Contributing Writer
Nov. 7, 2013
Growing up in a major city, it is hard on many levels to appreciate the complexity of football culture. From a distance; football culture associates basic foods, spare time, and a general lack of anything substantive in the surrounding areas. While this may sound harsh and elitist, travel to Chicago, New York, or San Francisco, and you will have to look long and hard for a high school football game, on a Friday night, and more people in my neighborhood tailgated Shakespeare in the Park than any form of College Football game.
My move to Western Pennsylvania has given me the opportunity to culture myself, and understand to a greater degree what football culture in America really means. Let me say that I understand full well that our student body is not interested in football. I understand that Allegheny College does not fully ingratiate football culture. Allegheny College is not a part of any culture. In fact, Allegheny College strategically middles between many cultures. I am not an expert on Allegheny College’s strategic plan, but I did serve three years as a student-parking attendant for the football team.
I was lucky to watch cars pull into the lot at Robertson Complex 6 hours before game time. Co-workers got their Saturday mornings interrupted and backsides chewed out by parents who did not like the tailgate territories they were assigned. I watched a RV raise a College of Wooster flag that waved higher than any Allegheny academic building stands. While all of this seems absurd on the surface; the crazies were validated. My parking colleagues and I would mosey into the stadium after our job was done, and sure enough Allegheny football games were the epicenter of life in Meadville. Professors, administrators, students, frat stars, valedictorians and everyone else congregated at our humble “stadium.”
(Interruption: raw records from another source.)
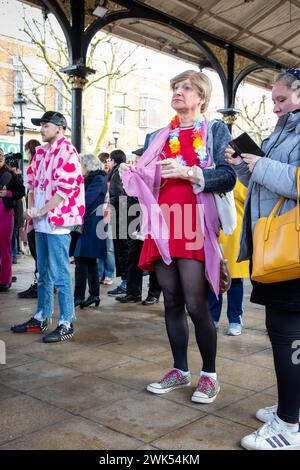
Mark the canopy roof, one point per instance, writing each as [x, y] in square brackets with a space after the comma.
[258, 29]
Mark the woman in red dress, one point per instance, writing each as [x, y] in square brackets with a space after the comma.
[187, 159]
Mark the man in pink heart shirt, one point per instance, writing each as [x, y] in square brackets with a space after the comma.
[55, 204]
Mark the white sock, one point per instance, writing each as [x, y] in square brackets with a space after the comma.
[212, 375]
[63, 322]
[291, 427]
[183, 372]
[39, 316]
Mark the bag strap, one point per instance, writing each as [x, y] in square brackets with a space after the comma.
[275, 211]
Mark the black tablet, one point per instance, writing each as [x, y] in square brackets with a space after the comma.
[245, 144]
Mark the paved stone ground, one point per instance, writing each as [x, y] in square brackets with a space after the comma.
[90, 393]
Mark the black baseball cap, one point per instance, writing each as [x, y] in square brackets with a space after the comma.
[51, 116]
[139, 152]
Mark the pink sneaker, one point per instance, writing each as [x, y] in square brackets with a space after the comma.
[206, 391]
[170, 381]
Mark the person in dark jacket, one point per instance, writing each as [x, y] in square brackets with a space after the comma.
[88, 246]
[268, 178]
[11, 190]
[119, 202]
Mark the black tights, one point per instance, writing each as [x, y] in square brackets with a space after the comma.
[284, 333]
[184, 284]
No one knows who is watching the game, and certainly fewer care about the outcome of the game, but the place is filled. For a long time I found remedy in the fact that virtually no one, save for the “tailGators”, and a few cleat chasers, cared about the quality of our football team. It took a year of absolute embarrassment to realize that maybe I had it wrong all along.
This afternoon I got an e-mail from our athletic director asking me to stop tweeting at her mocking our football team. @bryanweisgal if you’re interested. Our football team lost their homecoming game 65-0, and the club remains winless on the year. Nonetheless, as bad as our football club is, I admit that the AD is right and I should not be behaving in such a way. The point should not be lost however.
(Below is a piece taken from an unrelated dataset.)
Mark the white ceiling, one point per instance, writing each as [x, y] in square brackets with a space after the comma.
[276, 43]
One does not have to read Friday Night Lights to understand how large of a role football plays here in rural America. Across the region, we are supposed to take a lot of pride in our football. We do not schedule our homecoming festivities around a school play or a volleyball game. There is a reason why offices are divided up in the athletic department: football coaches one side and everyone else on the other. We do not need the Hardy Boys to tell us that the outcome of the football game is a bit more relevant to the school than the outcome of a track meet or a music recital, or maybe we are just numb too it all.
In absolutely every category imaginative, Allegheny College is pretty mediocre. We are the 80 something ranked liberal arts school in the country, per News & World report, have been for years, our acceptance rate is high, and our test-scores average. Even College Prowler awards us more bad reviews than good ones. Our sports teams save for a couple of outliers are pretty average as well. I do not know how we stand in every regard, but walk the campus and you too, will have an outstanding feel of mediocrity. This is no one’s fault, and as disappointing as it is, I have no real solution.
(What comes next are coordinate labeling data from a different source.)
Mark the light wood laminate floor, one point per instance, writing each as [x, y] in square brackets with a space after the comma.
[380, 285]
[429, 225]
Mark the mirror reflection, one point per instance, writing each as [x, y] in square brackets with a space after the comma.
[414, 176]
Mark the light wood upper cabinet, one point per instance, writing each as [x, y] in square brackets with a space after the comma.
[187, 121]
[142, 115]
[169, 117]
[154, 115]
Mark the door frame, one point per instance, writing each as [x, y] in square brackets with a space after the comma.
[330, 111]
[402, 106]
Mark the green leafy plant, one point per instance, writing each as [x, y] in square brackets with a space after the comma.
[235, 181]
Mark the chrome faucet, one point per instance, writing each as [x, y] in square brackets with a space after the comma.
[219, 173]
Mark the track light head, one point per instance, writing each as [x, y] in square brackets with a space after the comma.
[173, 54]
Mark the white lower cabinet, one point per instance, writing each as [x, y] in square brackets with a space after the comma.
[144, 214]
Not to make myself the hero here, but maybe caring about the football team is a place to start. I am not losing sleep over the quality of our football team. I am tweeting at our Athletic Director to get a laugh from my housemates. So we learn that my intentions may not be as strong as desired.
The reality of the situation is that football matters out here. Football matters to incoming students, alumni, and people at other colleges, and it is not just the people with massive flags. The administrators, professors, students, and frat stars at other colleges are surely mocking our institution when they congregate on their Saturdays.